Work Speech · On-Prem LLM · proprietary

Radiology Language Action Model

Real-time radiology dictation with a from-scratch German medical text corrector — dual-Whisper transcription, structured LLM reports, fully local inference.

122K

German medical terms · 52 contexts

~70%

false-positive reduction · semantic gate

real-time

dual-Whisper over WebSocket

Problem

Radiologists dictate; off-the-shelf ASR mangles medical German.
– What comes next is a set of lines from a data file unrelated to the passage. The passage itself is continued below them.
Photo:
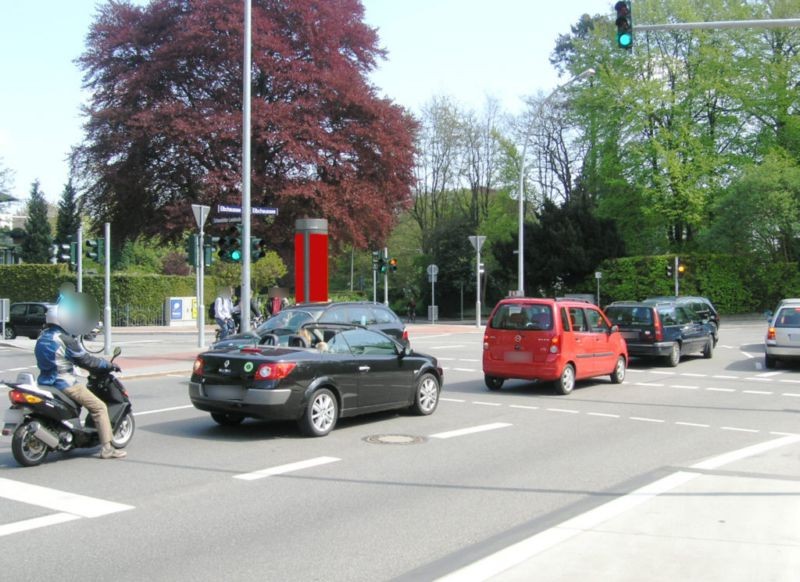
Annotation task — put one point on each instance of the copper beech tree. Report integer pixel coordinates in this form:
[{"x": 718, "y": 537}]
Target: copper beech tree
[{"x": 164, "y": 119}]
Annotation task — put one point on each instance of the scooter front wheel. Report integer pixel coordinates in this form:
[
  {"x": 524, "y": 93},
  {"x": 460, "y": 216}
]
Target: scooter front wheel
[
  {"x": 28, "y": 451},
  {"x": 124, "y": 432}
]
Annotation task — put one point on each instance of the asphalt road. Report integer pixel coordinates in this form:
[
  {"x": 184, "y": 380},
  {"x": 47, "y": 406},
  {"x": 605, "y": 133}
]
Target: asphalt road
[{"x": 489, "y": 469}]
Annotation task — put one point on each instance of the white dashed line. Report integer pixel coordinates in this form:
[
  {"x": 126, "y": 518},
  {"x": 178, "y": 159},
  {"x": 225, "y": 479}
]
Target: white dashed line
[
  {"x": 471, "y": 430},
  {"x": 737, "y": 429},
  {"x": 645, "y": 419}
]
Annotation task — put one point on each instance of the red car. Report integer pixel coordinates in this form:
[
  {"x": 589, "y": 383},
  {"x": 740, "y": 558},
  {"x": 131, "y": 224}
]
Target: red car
[{"x": 560, "y": 340}]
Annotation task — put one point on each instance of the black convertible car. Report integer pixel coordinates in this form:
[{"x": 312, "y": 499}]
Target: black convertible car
[{"x": 347, "y": 370}]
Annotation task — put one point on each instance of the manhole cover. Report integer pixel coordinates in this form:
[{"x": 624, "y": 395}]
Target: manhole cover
[{"x": 394, "y": 439}]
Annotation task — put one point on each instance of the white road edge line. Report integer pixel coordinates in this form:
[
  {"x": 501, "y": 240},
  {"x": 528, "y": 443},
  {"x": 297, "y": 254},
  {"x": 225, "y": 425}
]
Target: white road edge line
[
  {"x": 499, "y": 562},
  {"x": 289, "y": 468},
  {"x": 471, "y": 430},
  {"x": 62, "y": 501},
  {"x": 170, "y": 409}
]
A usable dictation system needs low-latency transcription, correction that understands clinical terminology, and structured report output — running locally, not in the cloud.

Architecture

An asyncio WebSocket server with four components: audio processor, medical corrector, report generator, and a voice-command processor.
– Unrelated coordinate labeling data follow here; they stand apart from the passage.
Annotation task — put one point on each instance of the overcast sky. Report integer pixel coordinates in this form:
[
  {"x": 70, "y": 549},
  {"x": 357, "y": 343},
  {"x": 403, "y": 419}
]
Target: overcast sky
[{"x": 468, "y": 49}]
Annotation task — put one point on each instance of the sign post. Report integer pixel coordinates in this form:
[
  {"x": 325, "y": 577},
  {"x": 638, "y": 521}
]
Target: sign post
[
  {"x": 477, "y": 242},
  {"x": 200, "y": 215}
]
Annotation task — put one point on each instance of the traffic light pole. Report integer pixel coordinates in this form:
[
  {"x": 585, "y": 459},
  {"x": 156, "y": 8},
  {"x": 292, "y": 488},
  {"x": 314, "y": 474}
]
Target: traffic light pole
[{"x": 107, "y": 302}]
  • Dual Whisper: a tiny model for live preview, large-v2 for final sentences, fed 16 kHz audio over binary WebSocket frames.
  • Medical corrector (122K terms, 52 contexts): SymSpell fuzzy matching over pre-computed deletion variants, Cologne phonetic codes for German sound-alikes, and a composite score weighting context frequency, global frequency, edit distance, phonetics, and co-occurrence — gated by a noun-only medical stem list.
  • Semantic validation: EmbeddingGemma 300M scores sentence- and word-level cosine similarity between original and corrected text; corrections only land above threshold, cutting false positives ~70%.
  • Report generation: an LLM (via OpenRouter) structures the dictation into TECHNIQUE / FINDINGS / IMPRESSION / RECOMMENDATIONS, with 32 spoken punctuation and heading commands.

Results

Real-time German radiology dictation with domain-aware correction, packaged in CUDA and Apple-Silicon containers and deployed on the GPU server.

Impact

A dictation pipeline that actually speaks radiology — and never sends a patient’s voice or report off-site.